What Does It Mean to Adopt the Path of Karma?
Karma consists of the activities that one performs with the body or mind in the course of maintaining one’s life. There are two types of karma: auspicious (sabha) and inauspicious (asubha). The results that the jiva obtains by performing auspicious karma are auspicious, whereas those that he obtains from inauspicious karma are inauspicious. Inauspicious karma is also known as sin, or prohibited acts. The non-performance of auspicious-karma is known as akarma. Both prohibited acts and non-performance of auspicious-karma are bad, whereas auspicious-karma is good.
There are three types of auspicious-karma:
- Obligatory daily rites.
- Circumstantial duties.
- Ceremonies performed out of a desire for personal benefit.
Religious rites performed to obtain some specific material benefits, are completely self-interested, and should be rejected. The scriptures direct us to adopt obligatory daily rites, and circumstantial duties. The scriptures have considered what is fit to be taken up, and what is fit to be abandoned, and they have classified obligatory daily rites, circumstantial duties, and ceremonies performed out of a desire for personal benefit, as karma; whereas the non-performance of auspicious activities, or prescribed duties, and impious activity ,have not been included in this category. Although religious rites performed to obtain some specific material benefits, are counted as karma, it is undesirable, and should be given up; hence, only obligatory daily rites and circumstantial duties, are truly accepted as karma.
Obligatory daily rites are karma that produces auspiciousness for the body, mind, and society, and which results in promotion to heavenly planets after death. Everyone is obligated to perform obligatory daily rites, such as chanting the brahma-gayatri-mantra at the three junctures of the day, offering prayers, using honest means to maintain one’s body and society, behaving truthfully, and caring for one’s family members and dependents.

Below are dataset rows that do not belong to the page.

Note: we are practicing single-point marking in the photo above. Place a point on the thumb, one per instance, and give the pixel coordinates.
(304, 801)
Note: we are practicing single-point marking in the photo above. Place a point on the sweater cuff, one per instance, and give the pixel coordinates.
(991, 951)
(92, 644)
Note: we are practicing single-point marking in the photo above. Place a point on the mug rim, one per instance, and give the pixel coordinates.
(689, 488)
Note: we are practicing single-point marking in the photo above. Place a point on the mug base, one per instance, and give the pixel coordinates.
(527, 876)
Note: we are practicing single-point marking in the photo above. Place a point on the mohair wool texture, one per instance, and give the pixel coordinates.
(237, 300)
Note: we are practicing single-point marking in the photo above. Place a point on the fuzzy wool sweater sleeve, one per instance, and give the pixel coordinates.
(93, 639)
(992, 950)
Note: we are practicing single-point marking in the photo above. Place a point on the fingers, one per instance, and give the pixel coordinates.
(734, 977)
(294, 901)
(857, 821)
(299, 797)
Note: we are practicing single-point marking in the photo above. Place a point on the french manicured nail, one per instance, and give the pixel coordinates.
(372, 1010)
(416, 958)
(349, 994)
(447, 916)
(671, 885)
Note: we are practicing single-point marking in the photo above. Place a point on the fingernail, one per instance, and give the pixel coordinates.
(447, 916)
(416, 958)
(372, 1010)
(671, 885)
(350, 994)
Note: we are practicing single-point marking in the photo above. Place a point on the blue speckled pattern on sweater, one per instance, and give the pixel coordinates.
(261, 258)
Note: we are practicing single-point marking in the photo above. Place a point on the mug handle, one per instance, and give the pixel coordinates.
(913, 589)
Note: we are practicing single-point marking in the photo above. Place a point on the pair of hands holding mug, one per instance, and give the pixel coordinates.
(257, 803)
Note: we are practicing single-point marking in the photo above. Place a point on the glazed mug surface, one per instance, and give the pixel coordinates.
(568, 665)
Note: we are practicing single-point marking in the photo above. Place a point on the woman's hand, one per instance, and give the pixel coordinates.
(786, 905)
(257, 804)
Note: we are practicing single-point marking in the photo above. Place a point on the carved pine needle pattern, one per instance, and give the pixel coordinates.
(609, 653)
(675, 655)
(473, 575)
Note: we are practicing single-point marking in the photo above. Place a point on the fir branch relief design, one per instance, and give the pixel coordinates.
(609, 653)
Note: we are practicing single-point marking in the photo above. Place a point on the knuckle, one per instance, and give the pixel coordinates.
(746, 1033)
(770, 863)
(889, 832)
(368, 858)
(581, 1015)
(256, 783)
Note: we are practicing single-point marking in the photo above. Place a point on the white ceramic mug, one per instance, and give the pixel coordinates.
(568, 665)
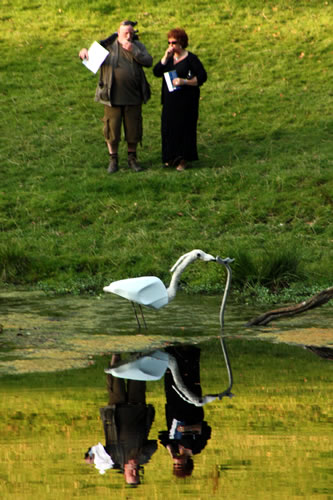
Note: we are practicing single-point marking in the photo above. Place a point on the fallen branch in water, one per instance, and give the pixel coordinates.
(316, 301)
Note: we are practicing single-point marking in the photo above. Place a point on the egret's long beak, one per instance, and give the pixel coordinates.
(225, 261)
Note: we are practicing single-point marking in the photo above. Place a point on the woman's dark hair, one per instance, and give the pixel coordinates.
(180, 35)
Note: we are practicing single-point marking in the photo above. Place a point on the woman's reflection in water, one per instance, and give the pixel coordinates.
(187, 432)
(127, 421)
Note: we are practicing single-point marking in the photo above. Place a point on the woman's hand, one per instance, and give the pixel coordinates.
(179, 82)
(168, 53)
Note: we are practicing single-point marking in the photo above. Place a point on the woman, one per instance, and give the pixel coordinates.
(181, 106)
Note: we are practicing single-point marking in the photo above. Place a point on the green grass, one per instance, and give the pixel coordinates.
(262, 191)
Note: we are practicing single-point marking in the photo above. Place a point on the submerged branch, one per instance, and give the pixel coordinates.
(316, 301)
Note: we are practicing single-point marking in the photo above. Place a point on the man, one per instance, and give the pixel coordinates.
(122, 89)
(187, 432)
(127, 421)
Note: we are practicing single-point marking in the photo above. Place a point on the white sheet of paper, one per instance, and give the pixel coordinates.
(97, 54)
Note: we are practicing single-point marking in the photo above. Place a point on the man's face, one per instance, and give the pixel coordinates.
(131, 472)
(125, 33)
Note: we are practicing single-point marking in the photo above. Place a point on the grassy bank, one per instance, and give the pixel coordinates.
(262, 191)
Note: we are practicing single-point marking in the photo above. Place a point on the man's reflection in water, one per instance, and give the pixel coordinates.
(187, 432)
(127, 421)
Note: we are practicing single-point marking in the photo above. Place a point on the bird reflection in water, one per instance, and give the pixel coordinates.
(187, 432)
(127, 421)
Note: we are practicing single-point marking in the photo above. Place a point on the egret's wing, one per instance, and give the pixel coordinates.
(147, 290)
(149, 367)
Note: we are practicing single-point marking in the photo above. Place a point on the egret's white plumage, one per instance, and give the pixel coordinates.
(150, 291)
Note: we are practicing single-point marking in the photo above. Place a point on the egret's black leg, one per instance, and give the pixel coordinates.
(136, 315)
(142, 315)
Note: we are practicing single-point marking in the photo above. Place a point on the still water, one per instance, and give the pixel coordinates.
(273, 439)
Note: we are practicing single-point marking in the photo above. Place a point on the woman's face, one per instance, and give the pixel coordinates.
(174, 44)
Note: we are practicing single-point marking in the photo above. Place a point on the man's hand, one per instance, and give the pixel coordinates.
(83, 54)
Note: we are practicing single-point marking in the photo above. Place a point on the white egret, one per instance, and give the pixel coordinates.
(150, 291)
(152, 365)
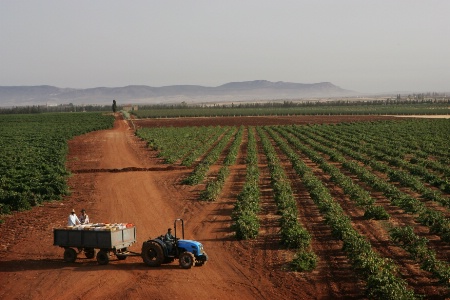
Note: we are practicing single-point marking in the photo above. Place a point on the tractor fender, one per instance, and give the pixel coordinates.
(163, 246)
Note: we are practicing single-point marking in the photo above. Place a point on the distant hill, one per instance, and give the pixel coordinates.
(142, 94)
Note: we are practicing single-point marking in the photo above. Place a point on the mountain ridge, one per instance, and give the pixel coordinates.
(143, 94)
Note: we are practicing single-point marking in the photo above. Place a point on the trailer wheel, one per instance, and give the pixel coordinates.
(121, 256)
(102, 257)
(70, 255)
(187, 260)
(89, 253)
(152, 253)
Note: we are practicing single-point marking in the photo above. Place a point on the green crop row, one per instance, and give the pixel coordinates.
(33, 155)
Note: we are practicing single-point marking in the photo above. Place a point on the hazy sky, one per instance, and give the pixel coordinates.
(366, 46)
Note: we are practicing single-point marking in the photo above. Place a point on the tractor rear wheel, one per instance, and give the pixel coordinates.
(152, 253)
(89, 252)
(187, 260)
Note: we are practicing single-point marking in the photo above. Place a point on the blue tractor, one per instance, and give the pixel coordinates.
(161, 251)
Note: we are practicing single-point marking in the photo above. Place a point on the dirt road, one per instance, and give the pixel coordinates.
(116, 179)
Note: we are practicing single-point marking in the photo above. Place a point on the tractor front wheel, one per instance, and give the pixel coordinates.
(70, 255)
(187, 260)
(152, 253)
(102, 257)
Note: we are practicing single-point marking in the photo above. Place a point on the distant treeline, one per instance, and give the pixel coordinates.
(426, 100)
(36, 109)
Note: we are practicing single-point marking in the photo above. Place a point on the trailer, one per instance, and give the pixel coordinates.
(117, 238)
(87, 240)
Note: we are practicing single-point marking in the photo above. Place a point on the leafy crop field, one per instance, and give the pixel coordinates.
(33, 155)
(381, 188)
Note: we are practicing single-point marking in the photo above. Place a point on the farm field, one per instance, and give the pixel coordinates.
(351, 167)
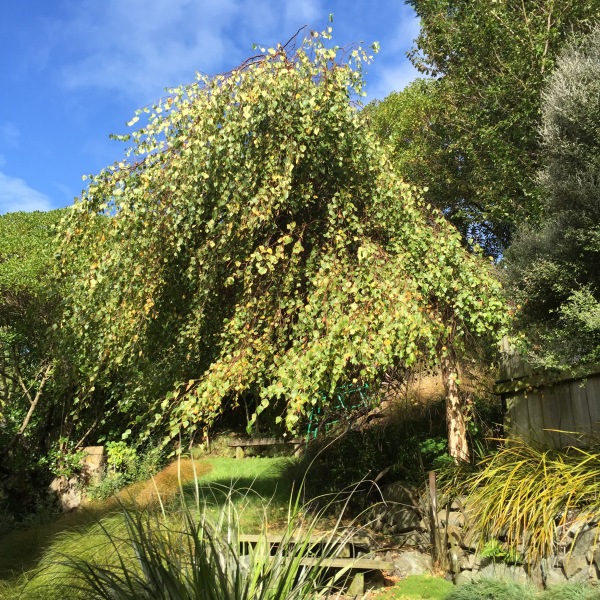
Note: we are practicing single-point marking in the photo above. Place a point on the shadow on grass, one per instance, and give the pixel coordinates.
(21, 549)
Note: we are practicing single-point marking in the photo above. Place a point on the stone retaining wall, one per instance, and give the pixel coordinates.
(403, 515)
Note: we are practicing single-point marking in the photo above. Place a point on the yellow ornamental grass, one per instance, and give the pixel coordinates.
(529, 496)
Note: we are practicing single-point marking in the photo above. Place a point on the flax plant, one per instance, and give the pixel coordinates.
(526, 495)
(194, 551)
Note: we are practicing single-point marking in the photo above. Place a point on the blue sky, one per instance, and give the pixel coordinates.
(74, 71)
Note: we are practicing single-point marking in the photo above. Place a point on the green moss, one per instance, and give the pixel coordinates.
(418, 587)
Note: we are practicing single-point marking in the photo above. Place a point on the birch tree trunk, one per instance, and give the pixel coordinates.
(457, 429)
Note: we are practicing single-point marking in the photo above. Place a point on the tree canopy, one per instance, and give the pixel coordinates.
(490, 61)
(555, 268)
(257, 243)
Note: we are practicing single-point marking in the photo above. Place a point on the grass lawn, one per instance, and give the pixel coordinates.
(249, 483)
(417, 587)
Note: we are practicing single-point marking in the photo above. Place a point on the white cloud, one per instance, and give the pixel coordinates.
(139, 47)
(9, 134)
(392, 79)
(16, 195)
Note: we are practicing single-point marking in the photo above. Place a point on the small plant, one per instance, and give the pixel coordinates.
(124, 465)
(63, 459)
(492, 589)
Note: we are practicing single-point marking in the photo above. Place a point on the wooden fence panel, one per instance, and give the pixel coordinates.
(555, 409)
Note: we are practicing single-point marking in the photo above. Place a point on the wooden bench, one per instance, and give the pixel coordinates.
(240, 443)
(349, 556)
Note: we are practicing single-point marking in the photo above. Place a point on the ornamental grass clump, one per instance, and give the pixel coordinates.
(192, 550)
(524, 494)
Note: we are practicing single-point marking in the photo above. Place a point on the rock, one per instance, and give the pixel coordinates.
(554, 577)
(411, 563)
(503, 571)
(93, 464)
(68, 492)
(399, 493)
(470, 540)
(455, 557)
(404, 520)
(575, 568)
(413, 538)
(467, 577)
(584, 541)
(469, 562)
(453, 518)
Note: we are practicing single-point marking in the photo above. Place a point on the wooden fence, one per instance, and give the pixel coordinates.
(555, 408)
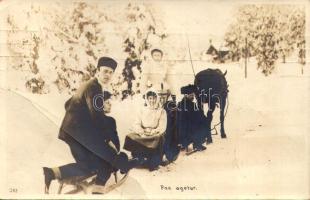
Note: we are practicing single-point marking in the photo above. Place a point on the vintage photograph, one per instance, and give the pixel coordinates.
(137, 99)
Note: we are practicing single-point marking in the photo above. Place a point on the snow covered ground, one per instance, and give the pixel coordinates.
(266, 154)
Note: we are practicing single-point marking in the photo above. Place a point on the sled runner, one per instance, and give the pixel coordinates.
(83, 183)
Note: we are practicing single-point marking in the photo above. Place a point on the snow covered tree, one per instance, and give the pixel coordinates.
(272, 31)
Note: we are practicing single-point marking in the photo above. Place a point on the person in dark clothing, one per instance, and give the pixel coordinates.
(90, 134)
(190, 121)
(171, 148)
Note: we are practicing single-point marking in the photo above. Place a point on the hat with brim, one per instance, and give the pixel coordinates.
(189, 89)
(107, 62)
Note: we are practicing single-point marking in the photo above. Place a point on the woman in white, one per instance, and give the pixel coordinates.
(147, 137)
(154, 73)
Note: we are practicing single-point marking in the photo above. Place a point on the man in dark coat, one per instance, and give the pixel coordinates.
(90, 134)
(190, 121)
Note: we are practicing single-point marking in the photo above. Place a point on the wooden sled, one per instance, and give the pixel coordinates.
(83, 183)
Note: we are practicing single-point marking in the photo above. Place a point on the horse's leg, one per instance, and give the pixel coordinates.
(222, 116)
(211, 108)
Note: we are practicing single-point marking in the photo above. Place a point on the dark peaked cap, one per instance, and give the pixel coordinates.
(188, 89)
(107, 62)
(106, 95)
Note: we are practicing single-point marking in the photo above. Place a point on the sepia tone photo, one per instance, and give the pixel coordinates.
(136, 99)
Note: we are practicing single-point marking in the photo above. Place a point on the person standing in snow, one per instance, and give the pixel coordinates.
(154, 73)
(190, 121)
(90, 134)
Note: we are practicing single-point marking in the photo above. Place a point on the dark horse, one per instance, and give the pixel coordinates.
(212, 88)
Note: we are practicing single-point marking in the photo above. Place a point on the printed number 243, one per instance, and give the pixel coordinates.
(13, 190)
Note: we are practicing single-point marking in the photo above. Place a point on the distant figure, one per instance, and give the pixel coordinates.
(147, 137)
(90, 134)
(191, 121)
(154, 73)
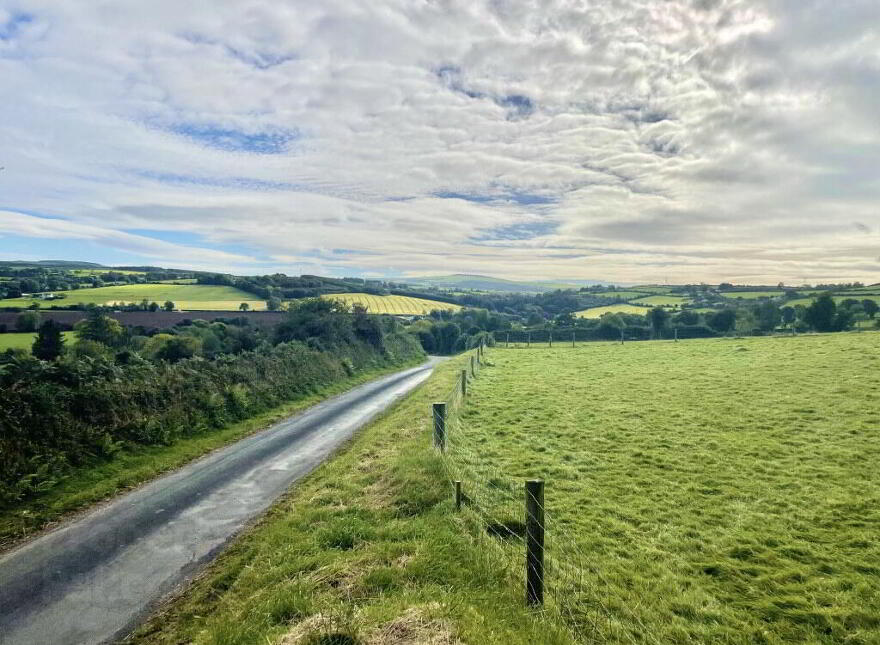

Circumstantial duties are karma that one must carry out under certain circumstances, or on certain occasions, for example; performing rituals for the departed souls of one’s mother and father, atoning for sins and so on.
The authors of the scriptures, first examined the natures of human beings, and their natural eligibility traits, and then established varnasrama-dharma, the duties for the social castes and spiritual orders. Their intention was to prescribe a system, in which obligatory daily rites, and circumstantial duties, could be carried out in an excellent way in this world. The gist of this arrangement, is that there are four natural types of human beings; classified according to the work that they are eligible to perform, and they are called varnas:
- Brahmanas, teachers and priests.
- Ksatriyas, administrators and warriors.
- Vaisyas, agriculturists and businessmen
- Sudras, artisans and laborers.
People are also situated in four orders or stages of life, which are known as asramas:
- Brahmacari, unmarried student life.
- Grhastha, family life.
- Vanaprastha, retirement from family responsibilities.
- Sannyasa, the renounced ascetic life.
Those who are fond of the non-performance of auspicious activities or prescribed duties and impious activity, are known as outcaste, and are not situated in any asrama.
The different varnas are determined by nature, birth, activities, and characteristics.
When Varna is determined only because of birth, the original purpose of varnasrama is lost.
In modern India, 99 percent, of all the societies, determine varna solely because of birth; resulting in the extreme dreadful conditions, that one can observe in India.
Asrama is determined by the various stages of life, depending on whether one is married or unmarried, or has renounced the association of the opposite sex. Married life is known as the grhastha asrama and unmarried life is known as the brahmacari asrama.
Disassociation from spouse and family is characteristic of the vanaprastha and sannyasa asramas. Sannyasa is the highest of all the asramas and the brahmanas are the highest of all the varnas.
This conclusion is established in the crest-jewel of all the scriptures, Srimad-Bhagavatam (11.17.15-21):
“The varnas and asramas of humanity have higher and lower natures in accordance with the higher and lower places on Sri Bhagavan’s universal body from which they appeared.
The natural qualities of the brahmanas are control of the mind, control of the senses, austerity, cleanliness, satisfaction, forbearance, simplicity, devotion unto Sri Bhagavan, compassion for the suffering of others, and truthfulness.
The natural qualities of the ksatriyas are prowess, bodily strength, fortitude, heroism, tolerance, generosity, great perseverance, steadiness, devotion to the brahmanas, and sovereignty.
The natural qualities of the vaisyas are theism, dedication to charity, freedom from pride, service to the brahmanas, and an insatiable desire to accumulate wealth.
The natural qualities of the sudras are sincere service to the devas, brahmanas and cows, and being satisfied with whatever wealth is obtained by such service.
The natural characteristics of those who are in the lowest class, and who are estranged from the varnasrama system are: uncleanness, dishonesty, thievery, lack of faith in Vedic dharma and the existence of a next life, futile quarrel, lust, anger, and greed for material objects.
The duties for the members of all the varnas are non-violence, truthfulness, abstention from theft, freedom from lust, anger, and greed, and endeavoring for the pleasure and welfare of all living beings.”